05/08/12 à 21:17 - Mise à jour à 21:17

Samedi, le festival a bénéficié de la clémence de la météo. Et des faveurs d'un public enthousiaste venu en masse pour Camille et dEUS, les deux têtes d'affiche qui ont su proposer d'habiles compilations de leur répertoire.

Nuits Secrètes J2: dEUS et Camille, c'était quand même mieux avant...

© Noah Dodson

Quand on débarque dans le Jardin en fin d'après-midi, l'endroit est envahi de spectateurs tous victimes du même fléau. L'organisation distribue des masques de chat, emblème du festival, à profusion. L'accessoire est kitsch au possible mais sympathique. Cette année, le matou roux a droit à une zébrure mauve digne d'un David Bowie période Ziggy Stardust. C'est donc face à cette étrange armée féline qu'entrent en scène les minets d'Ewert & the Two Dragons. Les Estoniens jouent un agréable pop rock aux échappées folk, mais certainement plus efficace sur la gent féminine au vu de la dégaine des membres du groupe. Les hymnes champêtres et oniriques Good Man Down et (In The End) There's Only Love laissent présager de belles choses pour ces jeunes nordiques.

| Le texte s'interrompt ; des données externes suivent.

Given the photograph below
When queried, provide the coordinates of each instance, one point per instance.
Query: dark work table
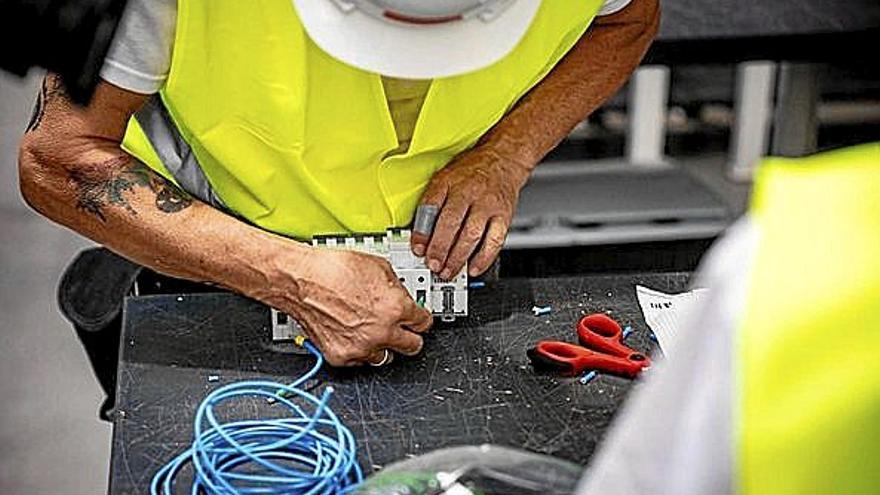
(472, 384)
(717, 31)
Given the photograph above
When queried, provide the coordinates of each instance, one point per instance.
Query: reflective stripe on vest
(808, 417)
(175, 154)
(297, 143)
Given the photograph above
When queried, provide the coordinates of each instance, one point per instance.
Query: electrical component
(446, 299)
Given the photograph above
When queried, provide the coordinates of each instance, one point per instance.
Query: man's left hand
(476, 195)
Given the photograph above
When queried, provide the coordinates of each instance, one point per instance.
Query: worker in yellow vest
(774, 385)
(226, 131)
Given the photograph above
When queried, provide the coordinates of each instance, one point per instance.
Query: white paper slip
(665, 313)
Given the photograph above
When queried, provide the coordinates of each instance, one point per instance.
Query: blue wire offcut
(308, 451)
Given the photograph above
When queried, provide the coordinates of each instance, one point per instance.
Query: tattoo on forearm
(51, 88)
(104, 185)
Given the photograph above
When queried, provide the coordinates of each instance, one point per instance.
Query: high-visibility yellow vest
(808, 372)
(297, 142)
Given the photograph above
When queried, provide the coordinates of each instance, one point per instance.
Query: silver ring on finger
(386, 358)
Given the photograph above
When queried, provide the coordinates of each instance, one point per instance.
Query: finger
(451, 217)
(405, 342)
(465, 244)
(426, 215)
(382, 357)
(416, 319)
(493, 241)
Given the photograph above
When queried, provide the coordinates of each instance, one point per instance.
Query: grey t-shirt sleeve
(140, 55)
(612, 6)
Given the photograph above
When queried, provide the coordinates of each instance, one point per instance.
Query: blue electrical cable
(299, 453)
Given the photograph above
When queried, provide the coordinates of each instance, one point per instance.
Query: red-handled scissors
(601, 348)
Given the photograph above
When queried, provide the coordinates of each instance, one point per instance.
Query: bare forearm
(595, 68)
(117, 201)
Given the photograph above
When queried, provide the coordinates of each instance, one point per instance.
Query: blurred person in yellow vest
(774, 383)
(225, 133)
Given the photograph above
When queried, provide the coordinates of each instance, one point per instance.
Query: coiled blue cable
(300, 453)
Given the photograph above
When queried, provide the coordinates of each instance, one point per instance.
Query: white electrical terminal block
(446, 299)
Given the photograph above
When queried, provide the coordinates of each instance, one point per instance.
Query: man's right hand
(72, 170)
(350, 304)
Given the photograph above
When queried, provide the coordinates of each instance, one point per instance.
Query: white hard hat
(417, 39)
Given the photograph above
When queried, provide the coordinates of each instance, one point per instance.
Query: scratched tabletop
(472, 384)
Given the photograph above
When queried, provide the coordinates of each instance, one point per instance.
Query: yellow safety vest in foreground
(295, 142)
(808, 416)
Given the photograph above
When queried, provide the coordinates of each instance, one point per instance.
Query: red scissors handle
(572, 359)
(601, 348)
(600, 332)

Plus tard, l'illuminée Camille investit les lieux. Sur un fond d'ombres chinoises, une ambiance intimiste s'installe dans un Jardin plein à craquer. Surplombée par une unique ampoule grésillante, la Française entraine la langue française dans une sacrée valse. Avec pour instruments principaux sa voix modulable à souhait et un corps en perpétuel gigotement. De son dernier album Ilo Veyou, on retient La France, gentille moquerie des Edith Piaf et consorts ou encore la délicate Etourderie. Le public conquis participe activement au spectacle. Accompagnée de sa mini-chorale de musiciens, la chanteuse joue une version beatbox et disjonctée de l'entêtant Ta Douleur. Et c'est à partir de là qu'on est forcé de constater que ces anciens morceaux sont les meilleurs. Que ce soit ceux de l'album Le Fil (Au Port et la triptyque Jeanine) ou du Sac des Filles (1,2,3 et Paris). C'est au son d'une reprise folle de Wanna Be Startin' Somethin' du feu Roi de la pop qu'il est déjà temps de partir rejoindre dEUS sur la Grande Scène.

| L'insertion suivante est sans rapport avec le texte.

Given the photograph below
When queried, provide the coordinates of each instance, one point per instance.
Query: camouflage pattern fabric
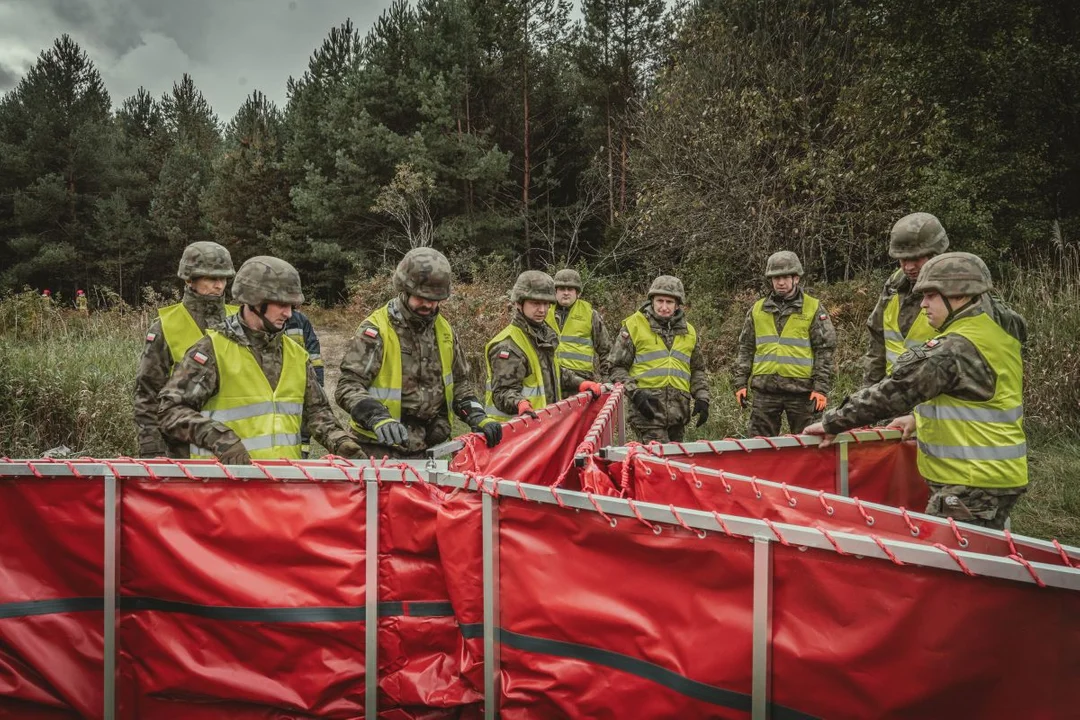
(154, 368)
(510, 367)
(423, 401)
(676, 405)
(193, 383)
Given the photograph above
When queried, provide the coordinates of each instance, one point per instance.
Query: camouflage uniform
(948, 365)
(775, 395)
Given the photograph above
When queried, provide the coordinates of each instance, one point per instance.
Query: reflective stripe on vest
(787, 354)
(387, 386)
(895, 342)
(979, 444)
(655, 365)
(180, 329)
(575, 349)
(532, 388)
(267, 420)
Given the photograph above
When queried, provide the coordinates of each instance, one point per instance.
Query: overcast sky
(229, 46)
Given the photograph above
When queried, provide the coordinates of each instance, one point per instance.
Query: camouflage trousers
(988, 507)
(767, 409)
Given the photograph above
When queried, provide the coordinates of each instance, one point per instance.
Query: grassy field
(66, 379)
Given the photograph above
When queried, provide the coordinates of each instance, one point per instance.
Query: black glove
(701, 409)
(647, 405)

Les ténors charismatiques du rock belge sont en forme et le fantasque et bavard leader Tom Barman de bonne compostion (il défend la cause des punkettes de Pussy Riot). Les Anversois ont signé Following Sea et Keep You Close, deux plaques plus que convaincantes, en un an à peine et sont là pour les défendre. En live, le single gainsbourien et hypnotique Quatre Mains, Sirens, Constant Now et Keep You Close sont de belles preuves qu'ils ont encore la main. Cependant, même constat que pour Camille: quoi qu'on en dise, la prestation prend une dimension supplémentaire quand les rockeurs rejouent d'anciens morceaux et se laissent doucement aller à des boeufs savoureux. Avec, en points d'orgue, la ballade épique et électrique Instant Street (1999), l'élégant Little Arithmetics (1996) et enfin le final sur l'incandescent et dingue Suds & Soda (1994). Tant de vieilles pépites heureusement accessibles en un clic aujourd'hui. On ne remerciera jamais assez Spotify.